|Paul Kerryson at the Curve|
Brief Encounter with ... Leicester Curve's Paul Kerryson
Date: 13 December 2012
Paul Kerryson is artistic director of Leicester Curve, which opened in 2008. His current production is a revival of Hello, Dolly! starring Janie Dee in the title role, which continues until 12 January 2013.
Kerryson's previous directing credits for the Curve include Entertaining Mr Sloane, Gypsy, Absurd Person Singular, The Light in the Piazza, The King and I (also UK tour), 42nd Street, The Pillowman and The Lieutenant of Inishmore.
Why did you want to stage Hello, Dolly!?
About two years ago we turned our financial fortunes around thanks to our production of The King and I, which really helped us to stabilise the ship here. So since then we’ve stuck with our musical at Christmas being a traditional, familiar title, and Hello, Dolly! seemed a natural choice.
Janie Dee stepped in to replace Caroline O’Connor
Yes – Caroline, who had such a hit with Gypsy, was originally unavailable but then the Broadway show she was due to do got cancelled so she said she’d do it. However, then she got offered another Broadway role and I didn’t want to stand in her way. But Janie’s one of those people who I knew I could ring up, lay it on the line, and know she would take up the challenge. I really admire her for that, especially considering she was performing in NSFW at the Royal Court while rehearsing for Dolly. That’s what I call a professional marvel.
And you’re working with Michael Xavier for the first time
Yes – I’ve met him at many wedding receptions but this is the first time I’ve persuaded him to come up to Leicester. He usually plays Princes and things, so for him to be playing a down-trodden clerk (Cornelius Hackl) is great to see and he rises to the challenge brilliantly.
Janie Dee in Hello, Dolly! Photo: Catherine Ashmore
Are you utilising many of the Curve’s much-vaunted technical tricks?
The staging is actually quite traditional for Dolly, though I take the walls out at the side of the theatre after each performance so the audience can see behind the scenes and chat with the actors and technicians, which is what we’re famous for.
When you opened there was some controversy due to the increased budget
Well like the birth of anything new there was a certain amount of nostalgia for the old venue, as well as some misconceptions about the new space. I read things in the papers that were completely wrong - there was a lot of misinformation to overcome. But since I did that ‘turnaround’ season with The King and I, Brian Friel, Kneehigh and Matthew Bourne in 2010, I haven’t had any complaints. We definitely turned a corner then.

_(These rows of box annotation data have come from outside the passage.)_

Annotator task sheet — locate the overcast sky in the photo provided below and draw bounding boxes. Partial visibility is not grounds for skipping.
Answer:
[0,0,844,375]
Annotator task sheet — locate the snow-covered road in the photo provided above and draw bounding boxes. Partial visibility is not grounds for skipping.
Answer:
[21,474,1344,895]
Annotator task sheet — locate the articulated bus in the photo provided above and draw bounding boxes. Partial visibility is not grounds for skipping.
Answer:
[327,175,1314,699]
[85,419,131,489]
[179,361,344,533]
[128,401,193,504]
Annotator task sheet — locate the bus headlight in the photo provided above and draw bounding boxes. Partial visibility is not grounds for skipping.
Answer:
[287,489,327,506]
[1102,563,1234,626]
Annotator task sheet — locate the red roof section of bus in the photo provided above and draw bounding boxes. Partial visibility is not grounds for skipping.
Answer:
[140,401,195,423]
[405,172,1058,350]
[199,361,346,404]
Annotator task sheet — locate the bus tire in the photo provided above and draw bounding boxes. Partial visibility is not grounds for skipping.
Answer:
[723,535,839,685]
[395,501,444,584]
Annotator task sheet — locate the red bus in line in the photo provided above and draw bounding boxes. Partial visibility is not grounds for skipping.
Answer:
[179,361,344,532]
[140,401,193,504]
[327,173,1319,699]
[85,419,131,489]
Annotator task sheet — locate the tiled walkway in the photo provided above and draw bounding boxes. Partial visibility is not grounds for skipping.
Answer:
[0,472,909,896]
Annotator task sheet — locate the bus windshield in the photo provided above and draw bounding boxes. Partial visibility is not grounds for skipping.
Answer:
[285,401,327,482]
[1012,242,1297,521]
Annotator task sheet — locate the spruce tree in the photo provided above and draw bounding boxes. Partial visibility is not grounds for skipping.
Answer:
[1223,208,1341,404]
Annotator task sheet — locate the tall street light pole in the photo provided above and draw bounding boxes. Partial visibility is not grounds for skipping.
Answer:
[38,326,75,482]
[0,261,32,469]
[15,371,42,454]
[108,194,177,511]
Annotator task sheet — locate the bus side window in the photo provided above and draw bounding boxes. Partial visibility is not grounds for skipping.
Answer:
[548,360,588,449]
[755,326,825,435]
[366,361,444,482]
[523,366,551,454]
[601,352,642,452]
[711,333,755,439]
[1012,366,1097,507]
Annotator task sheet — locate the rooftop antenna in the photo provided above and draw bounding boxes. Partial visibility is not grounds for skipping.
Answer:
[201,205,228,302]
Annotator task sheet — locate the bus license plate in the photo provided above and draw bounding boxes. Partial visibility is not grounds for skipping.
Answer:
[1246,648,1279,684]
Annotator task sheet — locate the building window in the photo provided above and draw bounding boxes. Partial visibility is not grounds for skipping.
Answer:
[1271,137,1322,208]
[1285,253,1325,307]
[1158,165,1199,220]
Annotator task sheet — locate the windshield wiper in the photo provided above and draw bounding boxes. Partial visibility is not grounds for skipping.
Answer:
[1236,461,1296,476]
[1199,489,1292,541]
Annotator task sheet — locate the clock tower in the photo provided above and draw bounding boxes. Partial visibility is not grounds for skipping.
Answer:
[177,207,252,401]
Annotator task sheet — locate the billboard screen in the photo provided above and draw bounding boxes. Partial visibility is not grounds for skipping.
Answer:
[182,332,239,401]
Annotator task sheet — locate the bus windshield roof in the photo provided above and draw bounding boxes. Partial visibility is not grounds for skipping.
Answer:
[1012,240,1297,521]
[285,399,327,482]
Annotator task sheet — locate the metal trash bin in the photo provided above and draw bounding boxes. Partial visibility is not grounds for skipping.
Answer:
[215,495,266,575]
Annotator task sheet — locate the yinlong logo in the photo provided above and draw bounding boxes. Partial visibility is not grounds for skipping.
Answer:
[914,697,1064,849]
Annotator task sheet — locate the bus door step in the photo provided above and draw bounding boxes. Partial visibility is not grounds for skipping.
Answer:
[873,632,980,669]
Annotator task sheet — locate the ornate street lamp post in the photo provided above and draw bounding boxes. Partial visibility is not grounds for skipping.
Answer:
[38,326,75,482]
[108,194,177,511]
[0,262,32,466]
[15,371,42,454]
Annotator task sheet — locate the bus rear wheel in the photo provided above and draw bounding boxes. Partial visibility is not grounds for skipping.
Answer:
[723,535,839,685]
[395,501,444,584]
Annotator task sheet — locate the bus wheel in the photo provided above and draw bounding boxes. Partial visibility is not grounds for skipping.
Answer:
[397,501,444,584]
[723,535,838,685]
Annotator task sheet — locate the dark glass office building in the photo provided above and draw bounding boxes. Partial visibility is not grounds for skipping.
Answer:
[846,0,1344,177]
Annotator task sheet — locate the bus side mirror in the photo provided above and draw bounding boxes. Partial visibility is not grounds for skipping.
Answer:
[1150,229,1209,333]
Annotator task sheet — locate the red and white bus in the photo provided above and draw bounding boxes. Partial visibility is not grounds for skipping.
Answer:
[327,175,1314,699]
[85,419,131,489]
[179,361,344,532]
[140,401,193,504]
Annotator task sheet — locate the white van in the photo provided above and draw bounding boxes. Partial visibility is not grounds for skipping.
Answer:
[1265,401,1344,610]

How are you affected by the cuts?
I’ve been in Leicester for a long time, during various funding situations. I learnt an awful lot about capital projects and I’ve found that as long as we’re doing good business we can avert the threat. But obviously the flip side of that is there’s a huge amount of pressure on each production, as one flop can push you over the edge. It’s a bit different for us because we’re a recently opened theatre, and the Arts Council and local council are very keen to see it make a success – I’m feeling reasonably confident about our relationship with our funders.
But would you say the programming has had to become increasingly commercial?
Well I try to maintain a balance - some of the musicals we do would hardly be considered commercial hits, but I always try to do two new things each season - so this year we did Finding Neverland and Obama the Mamba. Of course there’s always a risk element when it comes to new work, but we’re flying the flag as much as possible for new musicals. And we have a huge range of co-producing partners in other genres, such as Akram Khan and Matthew Bourne, which enables us to keep our programming broad and engage as many people as possible.
Speaking of Finding Neverland, is a West End transfer in the offing?
I honestly don't know. Harvey Weinstein was the guiding force behind that musical, and we were very pleased to present the premiere, but the future of that show is very much in his hands.
So what’s the five year plan?
Well certainly I’d like to be financially successful and continue producing at least four new productions a year. Behind the scenes I want to continue our commitment to community groups and our young company, which is flourishing. I directed Oliver! with them last year and it was so successful it made us a profit of about £40,000. I’ve also got two new associate directors who are pushing the boundaries in that direction, so I’m very optimistic about the future.
And in terms of specific productions?
Well I can’t give too much away but I can reveal that we’ve commissioned a new musical from Jake Brunger and Pippa Cleary. I can’t let on about next year’s Christmas show because we’re still waiting for the rights...
Finally, tell us why people should come and see Hello, Dolly! this Christmas?
The lovely Janie Dee is putting a very special spin on it, unlike anyone who’s done it before. She’s witty, she’s cheeky, she’s charming and has every quality that Dolly should have. We also have a big company and a lovely band and we guarantee to send you home feeling better than when you arrived!